Atherosclerosis and Lipoproteins

R3531C Mutation in the Apolipoprotein B Gene Is Not Sufficient to Cause Hypercholesterolemia

Jean-Pierre Rabès; Mathilde Varret; Martine Devillers; Philippe Aegerter; Ludovic Villéger; Michel Krempf; Claudine Junien; Catherine Boileau

From INSERM U383, the Hôpital Necker-Enfants Malades, Paris, France (J.-P.R., M.V., M.D., L.V., C.J., C.B.), Laboratoire de Biochimie et de Génétique Moléculaire (J.-P.R., C.J., C.B.) and Laboratoire de Biostatistique et d’Informatique Médicale (P.A.), Hôpital A. Paré, Boulogne, France, and Service d’Endocrinologie et de Nutrition, Hôpital Hôtel-Dieu, Nantes, France (M.K.).

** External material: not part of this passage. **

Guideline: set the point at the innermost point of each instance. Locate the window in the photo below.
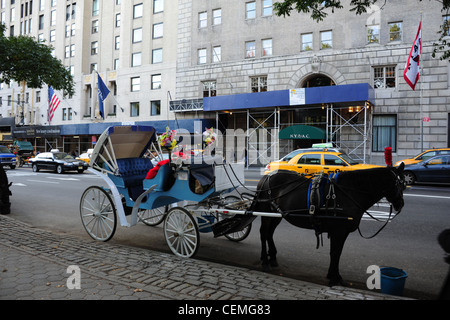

Correspondence to C. Boileau, INSERM U383, Hôpital Necker-Enfants Malades, 149-161, rue de Sèvres 75743, Paris, Cedex 15, France. E-mail boileau{at}necker.fr

Abstract—Familial hypercholesterolemia and familial ligand-defective apolipoprotein B-100 (FDB) are dominantly inherited disorders leading to impaired low-density lipoprotein receptor (LDLR) and apolipoprotein B-100 (APOB) interaction, plasma LDL elevation, and hypercholesterolemia. We previously identified the first French FDB-R3531C proband, a woman with very high total cholesterol, in a group of type IIa hypercholesterolemic families. We report here the investigation of her family at large that revealed the total absence of cosegregation with hypercholesterolemia. Six of the 10 subjects heterozygous for the R3531C mutation had plasma cholesterol lower than the 97.5th percentile for their age and gender, and mean cholesterol levels were not significantly different between affected and unaffected persons. Furthermore, 2 family members with similar high LDL-cholesterol levels were not carriers of the R3531C substitution, suggesting the implication of another mutation. Segregation analysis of the LDLR gene revealed statistically significant genetic linkage with hypercholesterolemia, and analysis of the proband LDLR gene led to the identification of the 664 proline to leucine defective mutation and its detection in all 6 hypercholesterolemic-related members of this family. Therefore, our results show that the family presents with familial hypercholesterolemia and give evidence that the R3531C substitution in the APOB gene is not an allelic variant leading to FDB. Furthermore, thorough analysis of our data suggests that the APOB-R3531C mutation enhances the hypercholesterolemic effect of the LDLR-P664L defect, suggesting that it is a susceptibility mutation.

Key Words: hypercholesterolemia • apolipoprotein B • familial ligand-defective apolipoprotein B • low-density lipoprotein • familial hypercholesterolemia.